De la fierté retrouvée à l’humiliation judiciaire
Il y a tout juste quelques jours, Jacques Lalié arborait un large sourire. Grâce à une décision du juge des référés du Conseil d’État, il retrouvait son siège au Congrès de la Nouvelle-Calédonie ainsi qu’à l’assemblée provinciale. Une réhabilitation express, lui qui avait été déclaré inéligible en novembre 2024, qui lui ouvrait de nouveau les portes du pouvoir et les émoluments associés depuis sa mise à l’écart.
Mais l’euphorie fut de courte durée. D’après la rédaction de « La Voix du Caillou », une enquête préliminaire est désormais ouverte par le parquet de Nouméa pour des faits susceptibles de constituer un détournement de fonds publics. Les soupçons portent sur la gestion d’une armée de collaborateurs politiques sous la dernière mandature de Lalié à la tête de la province.
Depuis plusieurs semaines, les gendarmes de la Section de recherches (SR) épluchent les documents internes de l’administration provinciale. Leur mission : déterminer si des dizaines d’agents ont été rémunérés sans contrepartie de travail réel. Un signalement a été adressé par le Haut-commissaire de la République en septembre 2022, après avoir relevé un dépassement du plafond légal de collaborateurs.

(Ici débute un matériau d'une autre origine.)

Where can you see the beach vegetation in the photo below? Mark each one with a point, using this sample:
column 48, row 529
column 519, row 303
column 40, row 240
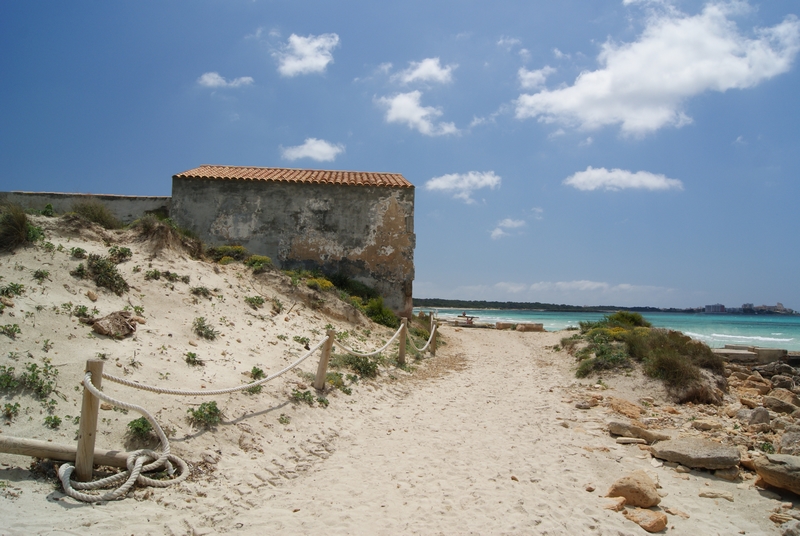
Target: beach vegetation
column 96, row 212
column 207, row 415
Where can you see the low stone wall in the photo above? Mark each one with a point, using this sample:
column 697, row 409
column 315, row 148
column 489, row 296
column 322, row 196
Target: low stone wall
column 126, row 208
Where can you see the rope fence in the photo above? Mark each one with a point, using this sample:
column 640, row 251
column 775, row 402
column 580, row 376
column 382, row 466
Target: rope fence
column 143, row 461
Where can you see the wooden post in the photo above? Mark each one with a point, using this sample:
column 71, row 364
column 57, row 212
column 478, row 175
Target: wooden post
column 87, row 433
column 322, row 369
column 401, row 354
column 435, row 336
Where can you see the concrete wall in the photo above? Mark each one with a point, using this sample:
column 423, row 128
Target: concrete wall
column 365, row 232
column 125, row 207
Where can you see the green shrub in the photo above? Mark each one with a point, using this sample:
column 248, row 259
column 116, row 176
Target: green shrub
column 140, row 428
column 258, row 263
column 105, row 274
column 207, row 415
column 381, row 314
column 15, row 229
column 96, row 212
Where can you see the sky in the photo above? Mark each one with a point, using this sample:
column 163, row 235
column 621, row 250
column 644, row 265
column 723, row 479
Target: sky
column 587, row 152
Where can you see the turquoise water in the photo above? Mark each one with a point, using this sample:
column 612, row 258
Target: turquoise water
column 772, row 331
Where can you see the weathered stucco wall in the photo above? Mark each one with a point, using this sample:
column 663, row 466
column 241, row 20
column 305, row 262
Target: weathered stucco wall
column 126, row 208
column 363, row 231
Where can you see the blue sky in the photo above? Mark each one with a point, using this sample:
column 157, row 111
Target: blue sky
column 627, row 152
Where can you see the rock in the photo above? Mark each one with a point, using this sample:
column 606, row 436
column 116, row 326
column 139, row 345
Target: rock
column 631, row 441
column 779, row 470
column 617, row 504
column 730, row 474
column 782, row 382
column 786, row 396
column 697, row 453
column 759, row 415
column 717, row 494
column 637, row 488
column 778, row 405
column 649, row 520
column 705, row 424
column 631, row 430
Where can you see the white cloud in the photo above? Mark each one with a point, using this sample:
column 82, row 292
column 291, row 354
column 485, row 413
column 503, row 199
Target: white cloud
column 406, row 108
column 620, row 179
column 305, row 55
column 534, row 79
column 215, row 80
column 463, row 184
column 507, row 223
column 427, row 70
column 320, row 150
column 643, row 85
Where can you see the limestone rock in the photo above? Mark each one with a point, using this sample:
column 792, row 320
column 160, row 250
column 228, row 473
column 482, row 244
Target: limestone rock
column 631, row 430
column 759, row 415
column 696, row 452
column 779, row 470
column 649, row 520
column 637, row 488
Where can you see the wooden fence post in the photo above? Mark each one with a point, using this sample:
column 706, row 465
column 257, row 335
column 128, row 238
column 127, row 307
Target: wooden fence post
column 87, row 433
column 322, row 369
column 434, row 325
column 401, row 354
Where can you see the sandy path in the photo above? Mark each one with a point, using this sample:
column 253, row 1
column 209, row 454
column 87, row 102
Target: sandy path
column 492, row 448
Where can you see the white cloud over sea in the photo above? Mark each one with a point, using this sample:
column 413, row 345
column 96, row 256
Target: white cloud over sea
column 319, row 150
column 643, row 85
column 620, row 179
column 306, row 55
column 214, row 80
column 461, row 185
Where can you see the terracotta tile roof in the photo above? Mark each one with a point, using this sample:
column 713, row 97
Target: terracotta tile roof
column 314, row 176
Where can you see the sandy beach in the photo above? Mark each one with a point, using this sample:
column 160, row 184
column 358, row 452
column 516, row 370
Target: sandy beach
column 483, row 438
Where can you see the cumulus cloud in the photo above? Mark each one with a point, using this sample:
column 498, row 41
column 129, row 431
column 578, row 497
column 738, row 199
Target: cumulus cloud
column 319, row 150
column 534, row 79
column 461, row 185
column 508, row 223
column 427, row 70
column 643, row 85
column 405, row 108
column 215, row 80
column 620, row 179
column 306, row 55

Une gestion hors normes des collaborateurs politiques
Le fond du dossier ? Une inflation incontrôlée des effectifs de cabinet. À en croire la chambre territoriale des comptes, la province des Îles a franchi des plafonds pourtant bien balisés par la délibération n°100/CP. De 45 collaborateurs autorisés en 2018, les effectifs sont passés à 105 temps pleins en 2019, avec une enveloppe annuelle atteignant 258 millions de francs CFP. Pire : au moins 213 personnes différentes ont été recrutées depuis 2018.

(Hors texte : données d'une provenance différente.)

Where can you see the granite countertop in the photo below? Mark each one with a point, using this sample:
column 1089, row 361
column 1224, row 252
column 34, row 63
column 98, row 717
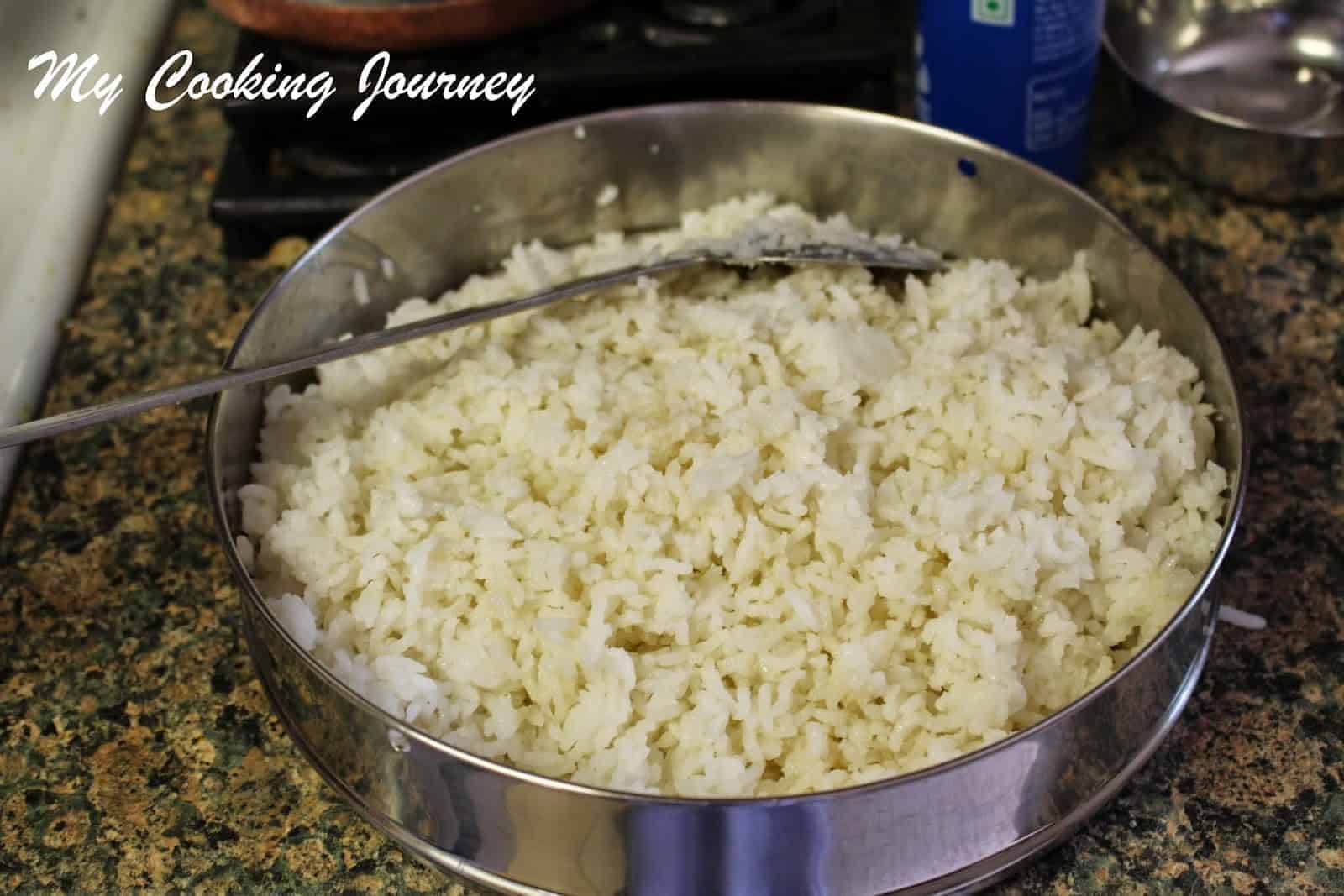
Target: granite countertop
column 139, row 750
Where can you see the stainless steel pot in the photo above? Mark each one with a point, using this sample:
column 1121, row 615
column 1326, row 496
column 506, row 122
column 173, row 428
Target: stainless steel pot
column 952, row 828
column 1247, row 96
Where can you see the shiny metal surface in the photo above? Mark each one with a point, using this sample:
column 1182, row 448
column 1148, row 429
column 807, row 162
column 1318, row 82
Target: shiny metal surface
column 947, row 829
column 1247, row 94
column 870, row 255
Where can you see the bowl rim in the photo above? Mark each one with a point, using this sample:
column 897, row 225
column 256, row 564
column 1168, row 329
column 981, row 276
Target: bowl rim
column 255, row 598
column 1126, row 63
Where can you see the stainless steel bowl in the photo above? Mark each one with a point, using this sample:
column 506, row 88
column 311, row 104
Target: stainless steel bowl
column 952, row 828
column 1247, row 94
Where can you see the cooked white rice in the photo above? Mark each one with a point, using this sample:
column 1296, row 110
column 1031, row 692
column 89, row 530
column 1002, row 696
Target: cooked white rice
column 738, row 533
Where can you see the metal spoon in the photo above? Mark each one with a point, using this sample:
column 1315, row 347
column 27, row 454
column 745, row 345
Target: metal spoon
column 741, row 253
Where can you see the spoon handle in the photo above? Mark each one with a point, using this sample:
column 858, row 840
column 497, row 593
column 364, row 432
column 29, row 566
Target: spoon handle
column 92, row 416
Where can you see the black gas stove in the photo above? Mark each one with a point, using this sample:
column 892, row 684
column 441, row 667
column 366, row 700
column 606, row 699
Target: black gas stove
column 284, row 174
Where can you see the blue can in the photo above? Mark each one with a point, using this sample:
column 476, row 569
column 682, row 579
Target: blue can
column 1018, row 74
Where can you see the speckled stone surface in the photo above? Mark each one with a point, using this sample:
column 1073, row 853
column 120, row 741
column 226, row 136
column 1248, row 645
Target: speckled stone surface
column 139, row 752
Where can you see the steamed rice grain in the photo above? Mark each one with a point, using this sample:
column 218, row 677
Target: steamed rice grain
column 727, row 533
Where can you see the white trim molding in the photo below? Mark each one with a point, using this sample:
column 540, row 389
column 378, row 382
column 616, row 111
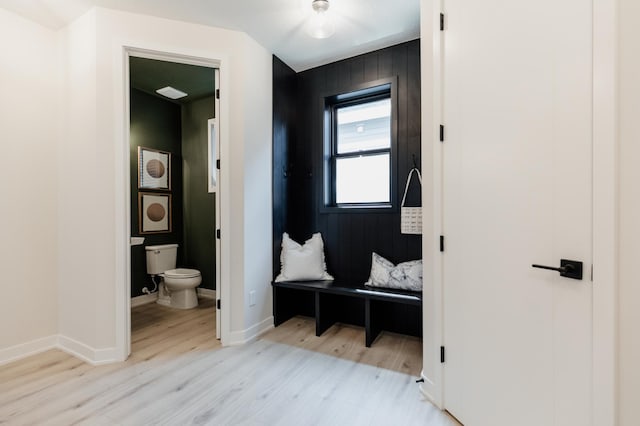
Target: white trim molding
column 250, row 334
column 72, row 347
column 206, row 293
column 23, row 350
column 605, row 211
column 86, row 353
column 144, row 299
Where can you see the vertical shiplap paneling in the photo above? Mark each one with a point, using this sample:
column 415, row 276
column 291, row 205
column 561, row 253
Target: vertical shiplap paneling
column 399, row 67
column 351, row 238
column 414, row 134
column 284, row 133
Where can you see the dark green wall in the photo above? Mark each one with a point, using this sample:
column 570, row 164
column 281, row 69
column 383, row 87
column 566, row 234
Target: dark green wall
column 154, row 124
column 199, row 205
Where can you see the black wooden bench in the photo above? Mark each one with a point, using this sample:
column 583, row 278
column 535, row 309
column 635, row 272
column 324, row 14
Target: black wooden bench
column 329, row 302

L’encadrement juridique, pourtant clair, a été largement contourné. La majorité des recrutements ne comportait ni fiches de poste, ni mission formalisée, et beaucoup d’agents étaient recrutés à temps partiel pour optimiser l’enveloppe budgétaire. Certains remplacements se faisaient même sur des critères discutables, comme le décès d’un conjoint ou avant de rejoindre Air Loyauté. La chambre évoque un système où les partis politiques dictaient les embauches, au mépris de l’intérêt collectif.
Des plannings hebdomadaires ont été instaurés seulement après l’ouverture de l’enquête. Et leurs contenus laissent songeur : « rendez-vous dentiste », « blocage d’aérodrome », « distribution du magazine provincial », autant d’activités qui n’ont aucun lien avec l’assistance aux élus. Pour la chambre, il ne fait aucun doute : la fonction de collaborateur a été dévoyée.

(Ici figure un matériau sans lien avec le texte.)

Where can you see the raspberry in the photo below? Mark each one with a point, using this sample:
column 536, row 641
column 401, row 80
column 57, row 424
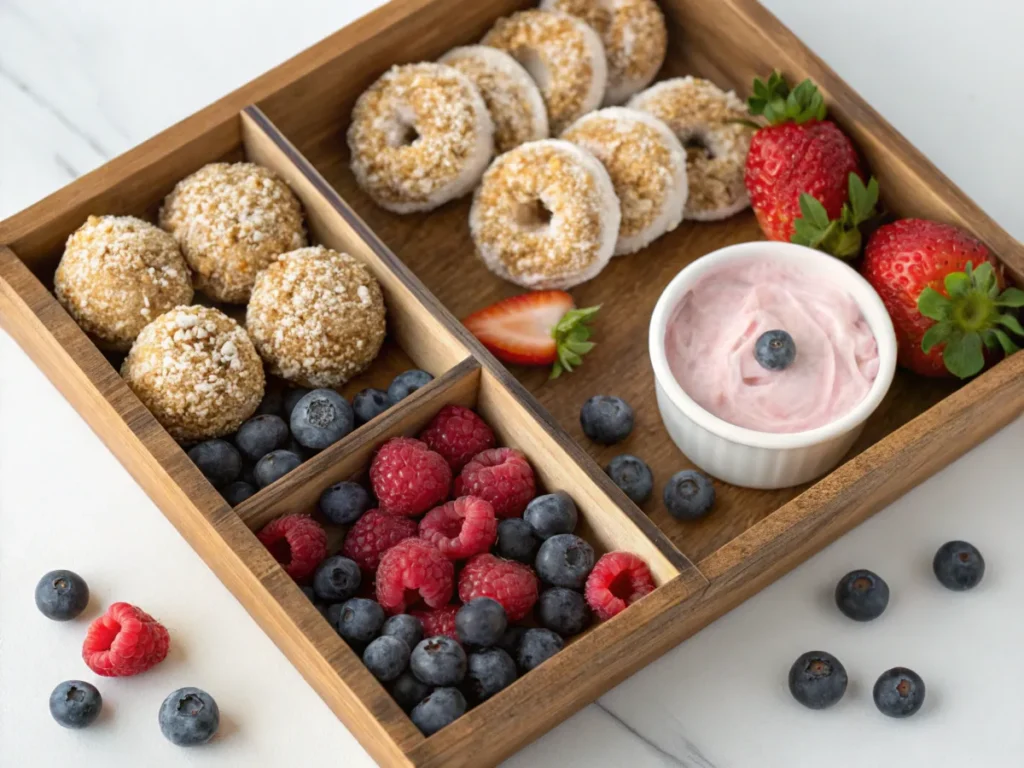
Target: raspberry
column 458, row 434
column 461, row 528
column 297, row 542
column 373, row 535
column 411, row 571
column 409, row 478
column 502, row 476
column 124, row 641
column 617, row 581
column 510, row 583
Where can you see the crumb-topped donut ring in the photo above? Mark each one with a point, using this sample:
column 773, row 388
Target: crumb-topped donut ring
column 420, row 136
column 647, row 166
column 635, row 38
column 563, row 55
column 700, row 114
column 514, row 100
column 546, row 216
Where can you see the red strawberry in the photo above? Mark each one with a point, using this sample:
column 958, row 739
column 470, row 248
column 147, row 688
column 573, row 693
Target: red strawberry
column 536, row 329
column 942, row 290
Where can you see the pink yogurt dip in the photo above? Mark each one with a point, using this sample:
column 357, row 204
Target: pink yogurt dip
column 712, row 333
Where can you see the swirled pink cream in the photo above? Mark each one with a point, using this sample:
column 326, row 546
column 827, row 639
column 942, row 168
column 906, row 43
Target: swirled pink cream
column 712, row 333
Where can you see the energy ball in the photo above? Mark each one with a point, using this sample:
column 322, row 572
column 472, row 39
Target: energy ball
column 232, row 220
column 117, row 274
column 316, row 317
column 197, row 371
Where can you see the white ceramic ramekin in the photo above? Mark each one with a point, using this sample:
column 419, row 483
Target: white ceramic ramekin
column 745, row 457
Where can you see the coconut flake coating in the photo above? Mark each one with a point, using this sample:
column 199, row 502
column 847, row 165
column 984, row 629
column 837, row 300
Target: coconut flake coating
column 117, row 273
column 316, row 316
column 197, row 371
column 232, row 219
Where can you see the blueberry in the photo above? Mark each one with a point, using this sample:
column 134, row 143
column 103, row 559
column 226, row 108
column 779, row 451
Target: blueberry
column 443, row 706
column 688, row 495
column 480, row 623
column 633, row 476
column 862, row 595
column 563, row 611
column 958, row 565
column 75, row 704
column 438, row 660
column 606, row 419
column 61, row 595
column 817, row 680
column 218, row 461
column 188, row 717
column 564, row 560
column 537, row 647
column 344, row 503
column 775, row 350
column 551, row 514
column 370, row 403
column 899, row 692
column 260, row 435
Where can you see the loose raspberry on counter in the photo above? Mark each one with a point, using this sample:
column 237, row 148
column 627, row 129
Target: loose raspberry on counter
column 461, row 528
column 617, row 581
column 297, row 542
column 409, row 478
column 502, row 476
column 124, row 641
column 458, row 434
column 510, row 583
column 412, row 571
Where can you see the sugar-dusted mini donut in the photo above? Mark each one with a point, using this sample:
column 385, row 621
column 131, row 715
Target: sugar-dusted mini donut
column 647, row 166
column 546, row 215
column 701, row 116
column 635, row 40
column 420, row 136
column 563, row 55
column 514, row 100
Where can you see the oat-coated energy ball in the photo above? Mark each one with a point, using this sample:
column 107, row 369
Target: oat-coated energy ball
column 117, row 274
column 231, row 220
column 197, row 371
column 316, row 316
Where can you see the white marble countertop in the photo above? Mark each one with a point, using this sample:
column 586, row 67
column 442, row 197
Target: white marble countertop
column 81, row 82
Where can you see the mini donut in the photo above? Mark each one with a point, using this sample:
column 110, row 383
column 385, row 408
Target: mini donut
column 647, row 166
column 514, row 101
column 420, row 136
column 699, row 113
column 546, row 216
column 635, row 37
column 563, row 55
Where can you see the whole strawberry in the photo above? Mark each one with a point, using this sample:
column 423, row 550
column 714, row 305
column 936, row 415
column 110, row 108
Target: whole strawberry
column 944, row 293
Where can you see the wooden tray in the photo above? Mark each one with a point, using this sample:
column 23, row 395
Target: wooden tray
column 704, row 569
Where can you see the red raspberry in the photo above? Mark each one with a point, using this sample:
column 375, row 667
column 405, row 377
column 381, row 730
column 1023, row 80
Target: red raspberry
column 373, row 535
column 511, row 584
column 461, row 528
column 409, row 478
column 124, row 641
column 411, row 571
column 617, row 581
column 458, row 434
column 502, row 476
column 297, row 542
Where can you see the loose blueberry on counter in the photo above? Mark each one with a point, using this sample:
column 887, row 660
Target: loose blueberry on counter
column 775, row 350
column 61, row 595
column 188, row 717
column 817, row 680
column 958, row 566
column 75, row 704
column 899, row 692
column 606, row 419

Une procédure opaque, un coût exorbitant
La gestion RH de la province vire à la caricature. Pas de contrôle interne, des rémunérations versées rétroactivement, et des collaborateurs parfois recrutés sans CV, certains présentant même des liens familiaux entre élus et agents, affectés artificiellement à d’autres élus du membres groupe pour contourner la loi organique.
Les indemnités de fin de fonction ? Là encore, le flou règne. Plusieurs cas identifiés montrent des versements indus, parfois pour moins d’un an de service, sans aucun justificatif, au mépris du cadre légal. Et la dérive continue : en 2022, une nouvelle délibération a même offert aux collaborateurs des conditions de mission plus favorables, jusqu’à des billets d’avion en classe affaires, faisant exploser les coûts.
Ce système de gestion parallèle s’est donc bâti hors de tout contrôle démocratique. Malgré les recommandations de la chambre des comptes, peu d’avancées concrètes ont été constatées. L’enquête préliminaire devra déterminer si Jacques Lalié a sciemment contourné les règles pour consolider son pouvoir politique, avec l’argent du contribuable.
L’affaire Lalié est loin d’être close. Derrière le vernis d’un retour politique spectaculaire, se cache peut-être l’un des plus gros scandales de gestion publique des dernières années en Nouvelle-Calédonie. Pour l’heure, l’ex-président est présumé innocent. Mais le dossier judiciaire s’annonce lourd, explosif, et potentiellement ravageur pour l’image de toute une institution.